Era outra coisa que eu não entendia. Por que aquele medo? Seria porque estavam acostumados a atacar as onças? Por que pensavam que elas atacariam se não o fizessem? Fiz muitas viagens e conscientemente não enfrentei nenhum perigo. Muitos animais se aproximavam de mim ou do barco, mas nunca uma onça, embora as tivesse visto muitas vezes, nas praias e na mata.

Continua.....

terça-feira, 10 de maio de 2011

CAPÍTULO III

Crédito da foto: br.viarural.com



CAPÍTULO III

Julho de 1976. Largo da prainha bem cedinho, mal começa clarear o dia. Vou descendo o rio atento, tudo observando, respirando a Natureza pródiga do Rio Araguaia. O ar é puro, cheira a mata. Nada de poluição, de gás carbônico. Parece que meus pulmões se enchem mais, a respiração fácil, as idéias claras. Sinto-me bem, meu organismo funciona como um relógio.

O barco segue a correnteza, margeando de um lado ou outro o rio, às vezes o atravessando, procurando sempre as curvas fechadas, onde a água passa com mais força. Quando encosta em algum galho de árvore, ficando preso em um remanso, é necessário empurrá-lo para fora, com as mãos ou com a vara. Às vezes fica rodando em volta de sim mesmo, quando entra em um redemoinho , sendo então preciso usar com força o comprido remo de alumínio, remando da proa, puxando o barco. Não se pode descuidar, viajando assim ao sabor dos caprichos do rio. Surgem troncos de árvores tombadas, geralmente pequenos, às vezes grandes, o barco descendo rápido em sua direção. Sento na proa, na popa ou na varanda, na posição onde o tronco deve bater. Quando ele já está ao alcance, ergo os pés e os ponho de encontro ao tronco, sustentando firme, empurrando com força quando o barco se detém por alguns instantes, desviando-o Ele roda e continua a descer. É um trabalho contínuo, às vezes sendo necessário um grande esforço físico, mas tudo é agradável.

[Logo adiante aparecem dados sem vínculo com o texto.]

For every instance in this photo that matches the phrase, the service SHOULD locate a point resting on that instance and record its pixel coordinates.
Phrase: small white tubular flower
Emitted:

De manhãzinha o barco está passando bem perto do barranco coberto de capim. Ouço ruídos na mata rala que existe logo adiante. E logo surge dela uma grande onça preta correndo, um camaleão grande na boca, debatendo-se desesperadamente.

Vou passando por uma parte baixa, cheia de capim alto. Avistando o barco, um grande jacaré se atira na água, fazendo um barulhão. Bem ali perto, vejo um bando de veados, as fêmeas na margem, comendo capim, um macho mais para dentro, cabeça em pé mostrando a galhada de animal já de certa idade. Espreita as fêmeas, vigia-as. Será que algum deles viu o jacaré?

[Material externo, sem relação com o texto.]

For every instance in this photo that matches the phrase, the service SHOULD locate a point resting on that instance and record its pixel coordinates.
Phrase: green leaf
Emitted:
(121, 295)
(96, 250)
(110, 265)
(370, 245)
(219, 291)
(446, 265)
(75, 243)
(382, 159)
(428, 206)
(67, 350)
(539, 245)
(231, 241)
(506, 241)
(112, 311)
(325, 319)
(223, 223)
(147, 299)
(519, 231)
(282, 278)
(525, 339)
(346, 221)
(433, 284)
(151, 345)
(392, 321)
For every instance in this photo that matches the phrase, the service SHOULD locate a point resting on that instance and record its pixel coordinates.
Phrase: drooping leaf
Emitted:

Costeando a Ilha do Bananal, às vezes encosto em um barranco, quando o barco passa perto dele e eu consigo segurar em alguma árvore. Fiz uma garateia de barrote de ferro e, às vezes, a jogo em um galho, amarrando o barco. Vou a terra, subindo o barranco, às vezes muito alto. Tenho de subir me agarrando em cipós, em raízes de grandes árvores, descobertas pelas águas. Caminho pela mata a esmo, procurando sem saber o quê. A mata é mais ou menos densa, mas debaixo das árvores o terreno é limpo, fácil e agradável de caminhar. Encontro um pequeno lago, sento-me em um tronco caído e fico observando tudo em volta.

Um filhote de quati vem se aproximando timidamente, olhando-me enquanto caminha vagarosamente. Vem até ficar uns dois metros de mim, rabinho empinado. Fica brincando por ali, cheirando a terra aqui e acolá, talvez à procura de um formigueiro. Estou imóvel, sei que se mexer-me ele correrá. Depois de alguns minutos, levanto-me e ele nem se move, olhando-me. Vou-me aproximando dele devagarinho e ele continua parado. Só corre para a mata quando eu me abaixo para afagá-lo.

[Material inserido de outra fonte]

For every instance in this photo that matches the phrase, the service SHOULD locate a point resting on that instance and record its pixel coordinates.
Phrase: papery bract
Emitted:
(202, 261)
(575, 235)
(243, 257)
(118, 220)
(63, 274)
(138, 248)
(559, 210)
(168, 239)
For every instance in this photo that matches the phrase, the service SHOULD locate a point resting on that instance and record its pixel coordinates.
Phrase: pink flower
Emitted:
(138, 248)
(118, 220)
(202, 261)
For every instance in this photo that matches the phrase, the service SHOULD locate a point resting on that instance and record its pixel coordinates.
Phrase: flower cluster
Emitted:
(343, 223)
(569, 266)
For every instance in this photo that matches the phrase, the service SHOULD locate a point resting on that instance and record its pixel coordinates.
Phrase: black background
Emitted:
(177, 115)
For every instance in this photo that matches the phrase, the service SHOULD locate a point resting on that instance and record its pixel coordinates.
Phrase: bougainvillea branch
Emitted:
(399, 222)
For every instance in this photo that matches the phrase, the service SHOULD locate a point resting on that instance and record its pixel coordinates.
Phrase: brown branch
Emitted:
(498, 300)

Bem perto vejo um pequeno lago, ouço o ruído de águas batendo. Vou me aproximando devagar, pensando que iria encontrar um jacaré na margem de lama. O lago não tem mais de cinco metros de largura, embora seja comprido. Um grande pirarucu ficou preso nele. E nada, de uma lado para outro, procurando uma saída. Talvez ele sobreviva, se nenhum pescador tiver a idéia de encostar ali. Fico apreciando as evoluções do grande peixe, com mais de dois metros. Aparecem tucunarés, alguns bem grandes, nadando velozmente atrás de pequenos peixes, que fogem em nado rápido.

Fiz várias estadas no rio, em várias épocas do ano. Caminhando por terra, encontrava sempre alguns pequenos lagos. Pescava neles e fui observando certas peculiaridades. Logo que ficam separados do rio, que se une a eles quando enche, ficam cheios de peixes, principalmente pacus, piranhas e traíras. Sempre pensei que as piranhas fosse os peixes mais valentes e vorazes do rio, mas não é essa a verdade. O lago vai secando, as traíras e piranhas, sem dele poderem sair, vão devorando os outros peixes que também ficam presos. Por fim, restam no lago apenas elas. E eu pensei que as piranhas, nessas circunstâncias, acabariam com as traíras. Ledo engano, como diria o literato. Encontrei muitos lagos, já tão secos que quase não tinham água. E jogando meu anzol neles, pesquei traíras, grandes e gordas.
Continua.....

segunda-feira, 9 de maio de 2011

O POR-DO-SOL E NASCER DO SOL NO ARAGUAIA

A maioria das pessoas, quando pensa na Natureza, no Sol, pensa no poente. É o que elas conhecem, depois de um longo dia de trabalho, isso quando estão em um lugar onde possam observar essa beleza. Como marinheiro, vi muitos por-do-sois, muitas e muitas vezes o vi nascer em alto mar. É um belo espetáculo a tênue claridade surgindo na hora de fazermos com o sextante nossas observações astronômicas, necessárias para nossos cálculos de navegação. Quando terminados de calcular, o Sol ainda não nasceu, mas a claridade aumentou, fazendo com que astro se estrelas desapareçam no firmamento.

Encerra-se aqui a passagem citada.